How Will Society View Doctors after the Coronavirus Is Beaten?
For 2 months, Dr. Kenneth Hughes has placed elective surgeries on hold, and doctors have operated to help the sick and the injured. This is a time when there are no funds being disbursed, but the greatest risks are being taken by healthcare providers. The small business that is a doctor’s practice has been shut down and losses continue to accrue. Difficult decisions about the business of private practice, threat of insolvency, and trickle down effects to staff loom large.
What will the practice of medicine be when the dust settles? Dr. Kenneth Hughes has continued to see urgent and emergent patients in the office but has remained vigilant to keep the doors closed to elective surgery. The coronavirus pandemic has made telemedicine mandatory as practices attempt to safely monitor patients while complying with orders. Dr. Kenneth Hughes spends a significant portion of his time answering questions and concerns from postoperative patients who had surgery before the closure.

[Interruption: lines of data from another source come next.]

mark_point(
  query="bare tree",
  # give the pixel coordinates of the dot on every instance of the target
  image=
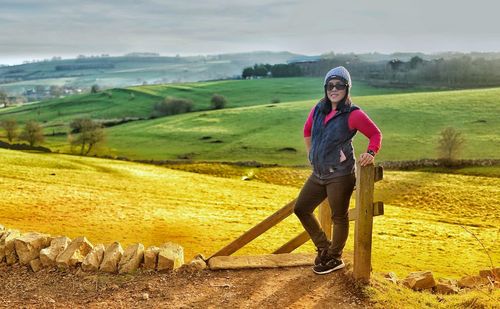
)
(32, 133)
(86, 134)
(450, 143)
(10, 126)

What will be the short-term and long-term effects on the practices of doctors worldwide? Reports of layoffs, furloughs, and reduced or eliminated salaries all have increased. Difficult decisions still loom for Dr. Kenneth Hughes’s practice and others. The CARES Act may save a few small businesses of doctors but not the majority of them.

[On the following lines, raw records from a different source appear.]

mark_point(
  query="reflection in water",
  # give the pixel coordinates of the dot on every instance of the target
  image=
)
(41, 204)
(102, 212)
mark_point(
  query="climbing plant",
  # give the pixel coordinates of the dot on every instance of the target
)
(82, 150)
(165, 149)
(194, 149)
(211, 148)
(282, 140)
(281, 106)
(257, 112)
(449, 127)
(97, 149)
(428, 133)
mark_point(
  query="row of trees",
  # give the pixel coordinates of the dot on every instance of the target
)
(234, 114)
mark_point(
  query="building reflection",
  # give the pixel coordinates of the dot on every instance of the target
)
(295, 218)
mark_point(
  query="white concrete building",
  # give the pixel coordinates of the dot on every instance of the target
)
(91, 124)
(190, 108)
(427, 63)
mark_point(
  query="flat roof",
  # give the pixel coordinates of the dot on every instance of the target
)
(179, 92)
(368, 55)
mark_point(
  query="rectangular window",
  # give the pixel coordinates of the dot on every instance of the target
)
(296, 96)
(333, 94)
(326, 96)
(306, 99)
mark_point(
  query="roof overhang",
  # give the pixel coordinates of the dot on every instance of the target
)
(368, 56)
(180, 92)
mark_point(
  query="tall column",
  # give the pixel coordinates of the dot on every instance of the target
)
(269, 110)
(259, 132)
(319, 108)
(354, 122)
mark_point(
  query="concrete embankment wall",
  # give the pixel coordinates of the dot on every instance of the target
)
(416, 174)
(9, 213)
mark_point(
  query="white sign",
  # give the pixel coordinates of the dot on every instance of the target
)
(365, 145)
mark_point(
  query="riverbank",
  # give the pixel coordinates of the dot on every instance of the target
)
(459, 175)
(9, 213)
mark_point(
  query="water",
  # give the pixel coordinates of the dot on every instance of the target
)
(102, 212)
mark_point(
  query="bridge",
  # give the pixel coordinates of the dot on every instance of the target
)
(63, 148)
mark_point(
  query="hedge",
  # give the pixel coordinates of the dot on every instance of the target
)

Prior to the COVID-19 pandemic, there was growing negative sentiment towards doctors for at least the past 3 decades, not unlike America as a whole tended to harbor negative feelings about America’s military through the 60s, 70s, 80s, and 90s. In the glory days, medicine was viewed as noble, and those who practiced medicine were viewed as noble individuals. However, physicians have increasingly been viewed as the problem or a part of the problem. The pandemic has perhaps reversed this trend as doctors have been ushered to the front line, putting their lives on the line to deliver care. Will this pandemic usher in a renewed respect for doctors? Or will people worldwide give physicians only fleeting praise when the world is freed from the coronavirus pandemic?

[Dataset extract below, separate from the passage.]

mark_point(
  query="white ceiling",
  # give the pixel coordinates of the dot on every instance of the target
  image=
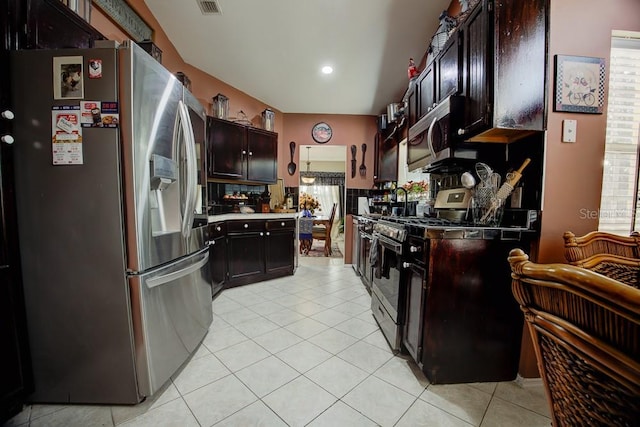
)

Dr. Kenneth Hughes has known both acquaintances and friends who have succumbed to suicide rather than confront the endless stressful situations brought about by unreasonable patients and lawsuits, the bureaucracy of medicine, as well as evil individuals with their own agendas who lack the intellect and education to judge doctors in any manner but do so with impunity nonetheless. Doctors face unfriendly and unfair scrutiny, and it is no secret that the suicide rate among doctors is the highest among all professions (even higher than post war PTSD victims). This death rate has only increased over the last decade and will continue to increase unless or until patients and other agencies can realize that highly intelligent, extremely well educated doctors do not deserve the unfair scrutiny from others who could not possibly understand the technical or physiological milieu that doctors navigate thousands of times a day.